Текст книги "Наш друг – Иван Бодунов"
Автор книги: Юрий Герман
Жанр:
Биографии и мемуары
сообщить о нарушении
Текущая страница: 2 (всего у книги 6 страниц)
Ворюга-рецидивист, по кличке Муля-офицер, портрет которого в форме краскома долго висел в музее уголовного розыска, вздохнул:
– Хорошему человеку приятно сделать хорошее настроение. Гражданин Бодунов будет мною доволен. А с этими… – Он показал рукой на Берга. – С этими… Они даже не знают, какие у нас есть воспоминания с гражданином Бодуновым.
Бывшая княгиня Голицына, женщина вызывающе, грозно красивая даже тогда, в тюрьме, говорила мне:
– Бодунов – сильная, выдающаяся личность. Он верит в свое дело, в коммунизм. Разумеется, мы с ним не болтали на эти темы, но он – сама убежденность, которой трудно противостоять. Я рассказала ему все и не знаю, как это случилось. И он не повысил на Меня голос ни разу, он был безупречно вежлив, даже аристократичен, может быть, изысканно аристократичен. Раздавила меня его улыбка…

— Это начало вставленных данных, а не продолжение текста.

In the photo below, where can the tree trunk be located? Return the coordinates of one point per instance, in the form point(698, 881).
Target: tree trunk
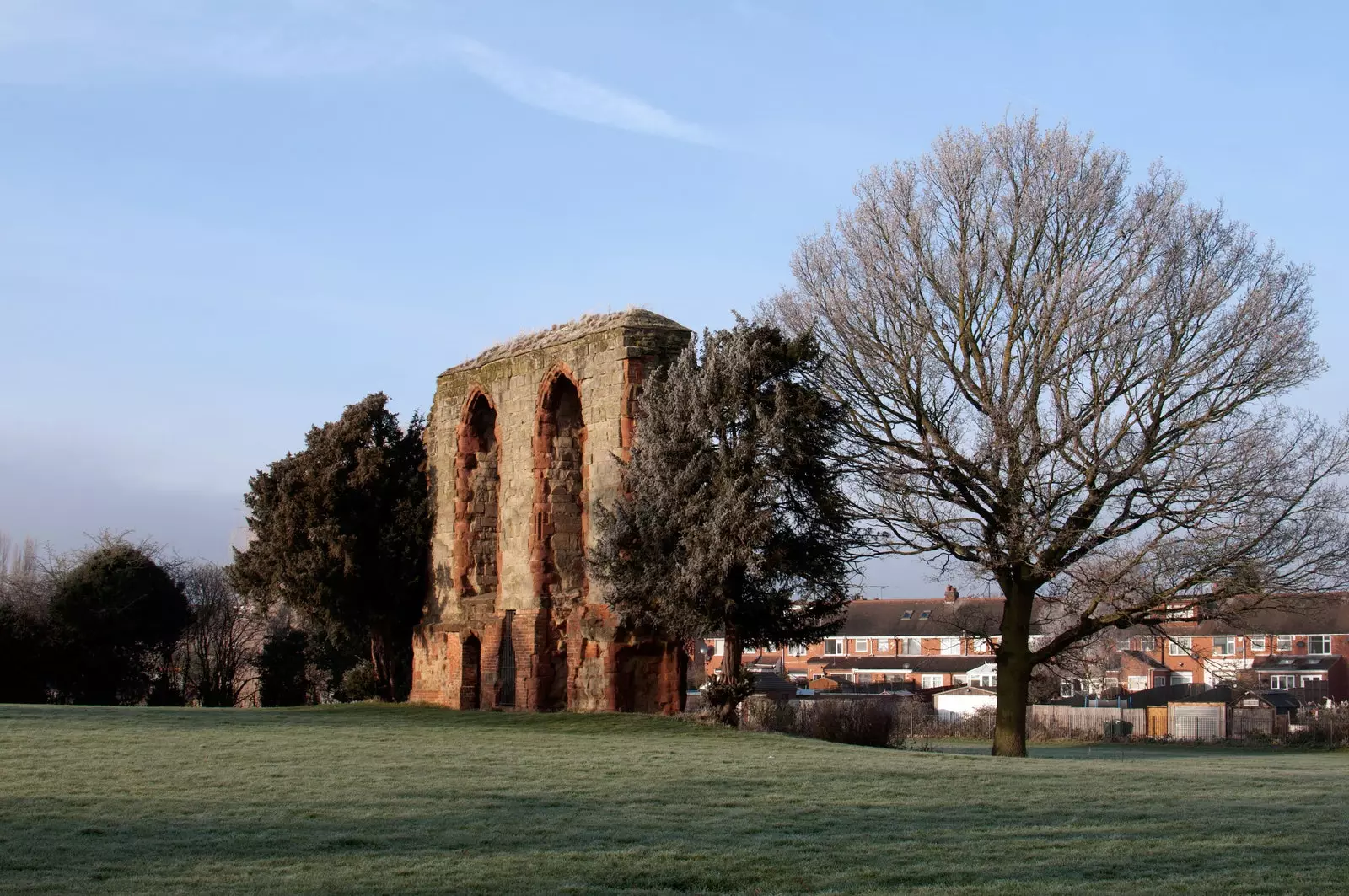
point(1015, 667)
point(728, 711)
point(382, 667)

Я спросил у Ивана Васильевича, какая это его улыбка «раздавила» княгиню Голицыну.
Он искренне удивился:
– Улыбка?
Потом вспомнил:
– Конечно, смешно. Она продала наш Мраморный дворец американскому гражданину Дугласу Ф. Уортону. За хорошие деньги. Купчая была оформлена по всем правилам, деньги княгиня получила изрядные. А одна фразочка там действительно меня насмешила: «Сия купчая вступает в законную силу не более чем через три дня после падения Советской власти, но однако же не позднее чем через десять лет после ноября 10 дня года 1930». Дуглас этот самый подождал в аккурат до одиннадцатого дня, а там и пошла чесать губерния. С этого вопроса я и стал, наверное, улыбаться.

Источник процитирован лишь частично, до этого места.